Tundra portage. Photo: Adam Maxwell
The numbers are astounding: Fifty-six days in the Canadian subarctic, 907 miles, 61 portages, 2,646,720 paddle strokes. This summer, canoe-trippers Adam Maxwell, Ryan Ritter, Tessa Olson, Kari Smerud, Jake Bendel and Alex Compton traced eight wild waterways from the heart of the Canadian hinterlands to the Hudson Bay coast. We caught up with Maxwell to go beyond the numbers and learn more about 8 Rivers North.
CanoeKayak.com: Did the trip live up to your expectations?

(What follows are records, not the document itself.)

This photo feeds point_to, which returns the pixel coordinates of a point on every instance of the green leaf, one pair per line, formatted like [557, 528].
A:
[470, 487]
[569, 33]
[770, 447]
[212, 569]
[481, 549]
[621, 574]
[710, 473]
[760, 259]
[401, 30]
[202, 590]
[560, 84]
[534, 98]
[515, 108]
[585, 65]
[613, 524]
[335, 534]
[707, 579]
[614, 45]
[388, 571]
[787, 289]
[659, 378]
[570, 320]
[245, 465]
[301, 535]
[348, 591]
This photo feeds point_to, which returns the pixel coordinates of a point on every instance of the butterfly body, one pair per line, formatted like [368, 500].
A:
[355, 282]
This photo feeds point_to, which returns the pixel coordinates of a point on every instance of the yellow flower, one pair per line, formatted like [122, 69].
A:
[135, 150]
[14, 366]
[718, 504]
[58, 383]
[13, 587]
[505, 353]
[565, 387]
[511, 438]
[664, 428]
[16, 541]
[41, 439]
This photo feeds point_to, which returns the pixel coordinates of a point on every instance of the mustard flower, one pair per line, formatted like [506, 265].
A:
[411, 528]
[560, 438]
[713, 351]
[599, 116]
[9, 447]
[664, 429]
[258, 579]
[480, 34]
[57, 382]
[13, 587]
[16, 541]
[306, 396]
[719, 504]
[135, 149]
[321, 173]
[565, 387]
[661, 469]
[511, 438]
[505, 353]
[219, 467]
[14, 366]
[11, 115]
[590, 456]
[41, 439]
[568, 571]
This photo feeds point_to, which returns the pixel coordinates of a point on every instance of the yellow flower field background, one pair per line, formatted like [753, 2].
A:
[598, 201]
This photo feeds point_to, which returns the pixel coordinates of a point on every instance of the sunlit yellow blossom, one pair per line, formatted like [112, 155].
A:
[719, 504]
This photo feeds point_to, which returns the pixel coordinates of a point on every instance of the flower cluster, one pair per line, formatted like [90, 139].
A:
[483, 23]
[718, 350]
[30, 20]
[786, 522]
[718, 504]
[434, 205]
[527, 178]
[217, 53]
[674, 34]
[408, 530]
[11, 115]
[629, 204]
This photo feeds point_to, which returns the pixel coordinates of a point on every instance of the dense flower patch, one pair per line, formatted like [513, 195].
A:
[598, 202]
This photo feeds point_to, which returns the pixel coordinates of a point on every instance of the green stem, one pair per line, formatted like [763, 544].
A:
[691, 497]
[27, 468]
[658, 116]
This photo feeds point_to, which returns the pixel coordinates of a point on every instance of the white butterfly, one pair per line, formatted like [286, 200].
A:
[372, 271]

Adam Maxwell: Our route lived up to many expectations—specifically encountering lots of wildlife and our hope of crossing paths with a herd of caribou. We saw countless caribou, lots of musk ox and moose, as well as a wolverine, ringed seal, polar bear and beluga whale. The remoteness of the route surpassed our expectations. Other than one short stop in the town of Black Lake on Day 10, we did not see anyone until our arrival in Whale Cove. The challenges and labor involved in this route, and specifically in crossing watersheds, proved to be more difficult than we expected and certainly more difficult than what I have experienced on other expeditions. Due to low water levels we were forced to drag our canoes over shallow sections of river and portage in many unexpected locations.
How did the experience compare to your previous expedition?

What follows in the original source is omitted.